We welcome submission of short/regular papers on any computer vision topics, for presentation at the poster session. It can be original or recently published work.

Submission deadline: August 11^th 2024 (Anywhere on Earth).
Submission deadline (EXTENSION): August 20^th 2024 (Anywhere on Earth).
🏆 Prizes will be awarded. 🏆
500$ cash (Snap gift)
GoPro HERO12 (GoPro gift)

Submission website:

https://openreview.net/group?id=DeepLearningIndaba.com/2024/Workshop/WSCV

Instructions:

Submissions should be 4 to 8 pages (excluding references pages).
We encourage submissions to use our double-column latex kit but we will accept single/double columns submissions with any format. Anonymity is optional.
We accept submission which are original, under review, or already published.

⚠️ If you don't yet have an openreview account, note that the account creation can take a few days for validation. Create your account asap.

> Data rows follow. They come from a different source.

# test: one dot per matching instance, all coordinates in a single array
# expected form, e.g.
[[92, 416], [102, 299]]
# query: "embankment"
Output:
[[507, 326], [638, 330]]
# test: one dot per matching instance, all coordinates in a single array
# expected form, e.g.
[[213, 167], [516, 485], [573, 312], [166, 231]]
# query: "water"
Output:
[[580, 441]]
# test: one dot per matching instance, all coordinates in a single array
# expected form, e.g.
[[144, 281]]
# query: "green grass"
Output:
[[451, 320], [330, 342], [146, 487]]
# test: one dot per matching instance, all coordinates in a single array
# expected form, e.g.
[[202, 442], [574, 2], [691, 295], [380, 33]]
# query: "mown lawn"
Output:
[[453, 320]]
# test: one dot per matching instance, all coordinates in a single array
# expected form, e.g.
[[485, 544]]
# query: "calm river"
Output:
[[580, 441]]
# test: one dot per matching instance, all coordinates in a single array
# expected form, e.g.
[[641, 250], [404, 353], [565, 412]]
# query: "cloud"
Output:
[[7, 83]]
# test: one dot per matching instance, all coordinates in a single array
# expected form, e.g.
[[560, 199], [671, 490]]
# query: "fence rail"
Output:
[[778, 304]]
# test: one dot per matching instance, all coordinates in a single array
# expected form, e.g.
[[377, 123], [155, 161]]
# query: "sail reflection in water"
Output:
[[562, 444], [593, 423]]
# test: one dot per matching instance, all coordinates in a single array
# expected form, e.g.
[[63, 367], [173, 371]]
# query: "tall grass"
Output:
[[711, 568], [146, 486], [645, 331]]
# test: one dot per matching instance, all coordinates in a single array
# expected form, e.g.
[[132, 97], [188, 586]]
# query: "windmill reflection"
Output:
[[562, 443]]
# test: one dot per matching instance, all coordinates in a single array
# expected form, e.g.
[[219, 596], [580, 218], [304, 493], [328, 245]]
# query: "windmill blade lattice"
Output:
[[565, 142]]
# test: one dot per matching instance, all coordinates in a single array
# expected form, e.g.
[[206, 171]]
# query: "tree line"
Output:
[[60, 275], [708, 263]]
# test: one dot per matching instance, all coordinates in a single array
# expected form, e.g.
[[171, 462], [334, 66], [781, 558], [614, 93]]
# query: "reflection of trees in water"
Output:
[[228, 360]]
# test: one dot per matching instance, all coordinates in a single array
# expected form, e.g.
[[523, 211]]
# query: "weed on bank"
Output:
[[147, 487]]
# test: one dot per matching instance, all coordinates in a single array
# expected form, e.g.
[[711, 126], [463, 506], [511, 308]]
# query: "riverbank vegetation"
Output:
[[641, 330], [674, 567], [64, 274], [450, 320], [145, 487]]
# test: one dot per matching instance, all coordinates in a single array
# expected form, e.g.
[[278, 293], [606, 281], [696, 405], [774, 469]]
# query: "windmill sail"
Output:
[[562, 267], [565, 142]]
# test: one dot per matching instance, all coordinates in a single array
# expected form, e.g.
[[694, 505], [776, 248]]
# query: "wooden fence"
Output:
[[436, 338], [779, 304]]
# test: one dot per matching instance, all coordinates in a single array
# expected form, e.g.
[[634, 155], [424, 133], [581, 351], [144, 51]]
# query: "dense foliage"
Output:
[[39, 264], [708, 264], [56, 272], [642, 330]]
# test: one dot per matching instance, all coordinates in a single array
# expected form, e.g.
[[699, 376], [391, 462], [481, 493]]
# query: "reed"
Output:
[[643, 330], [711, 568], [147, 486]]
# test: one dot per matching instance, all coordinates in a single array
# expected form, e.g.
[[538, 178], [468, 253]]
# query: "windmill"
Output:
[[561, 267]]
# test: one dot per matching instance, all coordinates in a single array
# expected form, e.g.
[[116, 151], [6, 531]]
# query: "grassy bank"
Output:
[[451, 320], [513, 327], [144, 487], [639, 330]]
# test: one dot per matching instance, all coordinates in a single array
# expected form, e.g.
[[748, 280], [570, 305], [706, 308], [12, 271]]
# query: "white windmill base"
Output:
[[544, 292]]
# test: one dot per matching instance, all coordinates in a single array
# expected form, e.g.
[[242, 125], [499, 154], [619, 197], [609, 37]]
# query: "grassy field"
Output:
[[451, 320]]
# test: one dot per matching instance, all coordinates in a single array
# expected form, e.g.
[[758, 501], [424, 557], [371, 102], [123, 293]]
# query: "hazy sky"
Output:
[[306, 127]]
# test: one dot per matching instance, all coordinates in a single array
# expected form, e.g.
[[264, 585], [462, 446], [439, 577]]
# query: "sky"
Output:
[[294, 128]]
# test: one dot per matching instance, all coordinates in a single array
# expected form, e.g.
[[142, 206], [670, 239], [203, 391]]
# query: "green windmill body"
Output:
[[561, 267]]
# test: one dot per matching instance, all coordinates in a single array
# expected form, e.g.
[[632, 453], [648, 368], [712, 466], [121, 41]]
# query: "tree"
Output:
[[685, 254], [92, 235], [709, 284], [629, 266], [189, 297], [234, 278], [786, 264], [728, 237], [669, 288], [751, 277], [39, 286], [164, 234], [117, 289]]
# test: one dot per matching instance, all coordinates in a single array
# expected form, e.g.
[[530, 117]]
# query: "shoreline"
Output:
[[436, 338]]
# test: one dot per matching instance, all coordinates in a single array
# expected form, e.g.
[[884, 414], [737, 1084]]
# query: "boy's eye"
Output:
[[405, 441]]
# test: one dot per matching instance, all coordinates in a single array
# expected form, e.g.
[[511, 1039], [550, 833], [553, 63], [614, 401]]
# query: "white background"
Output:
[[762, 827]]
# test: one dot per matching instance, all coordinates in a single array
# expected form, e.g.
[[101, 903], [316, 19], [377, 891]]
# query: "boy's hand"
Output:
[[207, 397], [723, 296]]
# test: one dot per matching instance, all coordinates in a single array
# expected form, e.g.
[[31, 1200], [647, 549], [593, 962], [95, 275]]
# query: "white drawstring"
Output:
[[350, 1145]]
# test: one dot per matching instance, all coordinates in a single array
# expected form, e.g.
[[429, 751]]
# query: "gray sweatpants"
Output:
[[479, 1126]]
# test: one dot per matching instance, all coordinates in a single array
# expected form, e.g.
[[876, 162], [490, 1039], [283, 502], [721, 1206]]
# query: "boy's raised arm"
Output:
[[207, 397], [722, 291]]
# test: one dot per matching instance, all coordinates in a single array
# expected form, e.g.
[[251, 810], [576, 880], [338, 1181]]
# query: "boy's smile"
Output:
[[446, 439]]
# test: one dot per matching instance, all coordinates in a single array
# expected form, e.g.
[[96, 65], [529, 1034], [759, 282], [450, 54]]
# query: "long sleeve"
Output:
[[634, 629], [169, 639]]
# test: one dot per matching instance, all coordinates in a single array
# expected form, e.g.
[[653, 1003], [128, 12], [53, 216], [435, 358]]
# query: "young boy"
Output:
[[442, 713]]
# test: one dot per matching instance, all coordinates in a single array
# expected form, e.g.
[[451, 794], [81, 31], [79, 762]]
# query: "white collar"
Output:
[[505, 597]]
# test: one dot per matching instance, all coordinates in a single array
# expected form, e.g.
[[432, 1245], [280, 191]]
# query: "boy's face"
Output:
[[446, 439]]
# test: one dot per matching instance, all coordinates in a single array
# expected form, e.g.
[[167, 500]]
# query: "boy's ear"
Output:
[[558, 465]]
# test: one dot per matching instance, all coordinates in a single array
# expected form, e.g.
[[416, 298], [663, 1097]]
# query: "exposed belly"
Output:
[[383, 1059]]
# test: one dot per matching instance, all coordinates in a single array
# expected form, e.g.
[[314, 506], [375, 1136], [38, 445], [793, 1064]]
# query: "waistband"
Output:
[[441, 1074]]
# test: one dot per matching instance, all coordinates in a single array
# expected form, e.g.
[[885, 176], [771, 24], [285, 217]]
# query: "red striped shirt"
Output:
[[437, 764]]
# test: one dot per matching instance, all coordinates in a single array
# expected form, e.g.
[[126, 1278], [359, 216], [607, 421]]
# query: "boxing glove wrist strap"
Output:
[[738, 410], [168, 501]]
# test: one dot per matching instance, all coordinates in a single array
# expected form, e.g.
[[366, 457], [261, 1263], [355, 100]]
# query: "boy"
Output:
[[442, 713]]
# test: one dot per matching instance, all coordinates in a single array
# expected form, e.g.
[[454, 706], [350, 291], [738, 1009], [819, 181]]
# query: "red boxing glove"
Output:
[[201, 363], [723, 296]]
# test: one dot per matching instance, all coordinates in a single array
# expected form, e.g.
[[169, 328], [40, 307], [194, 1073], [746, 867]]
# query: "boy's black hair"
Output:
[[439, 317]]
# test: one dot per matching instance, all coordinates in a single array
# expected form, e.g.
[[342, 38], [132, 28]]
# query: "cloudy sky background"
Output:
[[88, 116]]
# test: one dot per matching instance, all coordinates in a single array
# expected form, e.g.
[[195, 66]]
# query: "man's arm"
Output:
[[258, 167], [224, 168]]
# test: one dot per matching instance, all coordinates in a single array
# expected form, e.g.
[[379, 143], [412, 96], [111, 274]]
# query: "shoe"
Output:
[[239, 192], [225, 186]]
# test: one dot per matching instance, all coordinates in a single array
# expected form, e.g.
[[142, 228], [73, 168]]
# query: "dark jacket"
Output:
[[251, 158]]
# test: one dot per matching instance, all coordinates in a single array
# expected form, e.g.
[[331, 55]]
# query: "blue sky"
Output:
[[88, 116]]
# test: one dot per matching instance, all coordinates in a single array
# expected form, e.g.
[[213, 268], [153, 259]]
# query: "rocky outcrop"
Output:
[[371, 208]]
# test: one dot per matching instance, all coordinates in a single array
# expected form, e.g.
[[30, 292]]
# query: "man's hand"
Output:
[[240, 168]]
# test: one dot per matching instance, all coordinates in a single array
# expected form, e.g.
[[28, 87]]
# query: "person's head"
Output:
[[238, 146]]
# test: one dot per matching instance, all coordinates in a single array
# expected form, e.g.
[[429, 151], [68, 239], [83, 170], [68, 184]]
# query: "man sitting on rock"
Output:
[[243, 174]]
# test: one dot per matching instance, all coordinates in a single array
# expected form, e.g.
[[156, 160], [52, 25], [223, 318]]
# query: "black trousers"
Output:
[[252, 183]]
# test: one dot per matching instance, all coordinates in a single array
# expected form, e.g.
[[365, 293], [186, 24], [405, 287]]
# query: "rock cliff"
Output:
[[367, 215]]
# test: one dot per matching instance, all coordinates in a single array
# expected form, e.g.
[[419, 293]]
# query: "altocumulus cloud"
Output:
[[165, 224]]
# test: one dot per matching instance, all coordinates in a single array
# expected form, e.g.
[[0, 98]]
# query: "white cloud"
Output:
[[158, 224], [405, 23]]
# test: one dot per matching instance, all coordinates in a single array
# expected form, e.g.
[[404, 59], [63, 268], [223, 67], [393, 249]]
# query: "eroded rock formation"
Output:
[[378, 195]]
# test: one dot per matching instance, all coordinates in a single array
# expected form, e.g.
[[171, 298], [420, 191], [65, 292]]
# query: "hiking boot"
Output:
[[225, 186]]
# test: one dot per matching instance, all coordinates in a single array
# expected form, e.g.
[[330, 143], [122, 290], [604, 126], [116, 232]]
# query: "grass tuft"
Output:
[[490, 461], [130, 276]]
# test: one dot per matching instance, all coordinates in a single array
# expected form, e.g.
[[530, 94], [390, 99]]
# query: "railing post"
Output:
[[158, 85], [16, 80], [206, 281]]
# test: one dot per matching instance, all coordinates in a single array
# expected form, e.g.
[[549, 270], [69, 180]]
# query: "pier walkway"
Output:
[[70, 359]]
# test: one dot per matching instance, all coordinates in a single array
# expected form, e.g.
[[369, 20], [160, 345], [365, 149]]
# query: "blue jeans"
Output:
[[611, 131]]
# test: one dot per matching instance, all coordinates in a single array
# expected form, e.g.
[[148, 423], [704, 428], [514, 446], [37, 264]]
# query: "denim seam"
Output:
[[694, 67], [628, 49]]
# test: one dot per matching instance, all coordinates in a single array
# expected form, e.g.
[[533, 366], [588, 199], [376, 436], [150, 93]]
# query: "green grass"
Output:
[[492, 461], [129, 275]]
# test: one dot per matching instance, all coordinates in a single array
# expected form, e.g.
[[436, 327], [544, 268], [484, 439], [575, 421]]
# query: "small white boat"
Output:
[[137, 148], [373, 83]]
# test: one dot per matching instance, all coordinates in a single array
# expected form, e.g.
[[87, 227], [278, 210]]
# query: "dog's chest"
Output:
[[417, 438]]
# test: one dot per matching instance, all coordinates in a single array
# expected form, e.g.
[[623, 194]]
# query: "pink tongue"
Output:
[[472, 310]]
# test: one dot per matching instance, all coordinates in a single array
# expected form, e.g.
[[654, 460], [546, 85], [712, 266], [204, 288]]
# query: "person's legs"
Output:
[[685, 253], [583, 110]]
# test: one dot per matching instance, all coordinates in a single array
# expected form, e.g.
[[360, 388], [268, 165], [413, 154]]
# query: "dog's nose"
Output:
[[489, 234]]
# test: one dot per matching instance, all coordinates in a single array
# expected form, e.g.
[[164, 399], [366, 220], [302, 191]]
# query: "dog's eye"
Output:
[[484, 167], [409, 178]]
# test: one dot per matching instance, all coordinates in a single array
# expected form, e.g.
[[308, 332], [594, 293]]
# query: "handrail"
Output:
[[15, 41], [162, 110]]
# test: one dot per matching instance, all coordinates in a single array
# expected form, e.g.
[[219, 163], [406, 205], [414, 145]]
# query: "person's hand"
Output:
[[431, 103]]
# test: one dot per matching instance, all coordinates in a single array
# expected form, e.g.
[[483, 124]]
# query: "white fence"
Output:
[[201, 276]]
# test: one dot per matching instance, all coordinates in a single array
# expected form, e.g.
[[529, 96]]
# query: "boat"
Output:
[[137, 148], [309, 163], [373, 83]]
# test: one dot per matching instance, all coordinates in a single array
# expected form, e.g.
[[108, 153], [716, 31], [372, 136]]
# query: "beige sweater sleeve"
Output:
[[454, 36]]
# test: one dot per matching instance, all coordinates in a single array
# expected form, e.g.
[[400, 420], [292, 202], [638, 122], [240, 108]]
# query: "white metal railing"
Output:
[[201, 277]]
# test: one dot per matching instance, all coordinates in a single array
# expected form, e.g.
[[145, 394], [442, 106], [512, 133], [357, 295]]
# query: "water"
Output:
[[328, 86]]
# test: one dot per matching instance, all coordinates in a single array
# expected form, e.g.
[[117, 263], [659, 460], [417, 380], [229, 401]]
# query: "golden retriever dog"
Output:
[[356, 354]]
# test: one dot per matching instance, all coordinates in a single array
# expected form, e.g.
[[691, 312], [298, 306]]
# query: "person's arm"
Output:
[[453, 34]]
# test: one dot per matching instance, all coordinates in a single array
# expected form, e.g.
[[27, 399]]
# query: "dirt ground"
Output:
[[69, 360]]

The topics of interest include, but are not limited to:

3D computer vision
Adversarial learning, adversarial attack for vision algorithms
Autonomous agents with vision (reinforcement/imitation learning)
Biometrics, face, gesture, body pose
Computational photography, image and video synthesis
Explainable, fair, accountable, privacy-preserving, ethical computer vision
Foundation models, multimodal large language models, etc.
Image recognition and understanding (object detection, categorization, segmentation, scene modeling, visual reasoning)
Low-level and physics-based vision
Semi-/Self-/Un-supervised learning and Few-/Zero-shot algorithms
Transfer learning (domain adaptation, etc.)
Video understanding (tracking, action recognition, etc.)
Multi-modal vision (image+text, image+sound, etc.)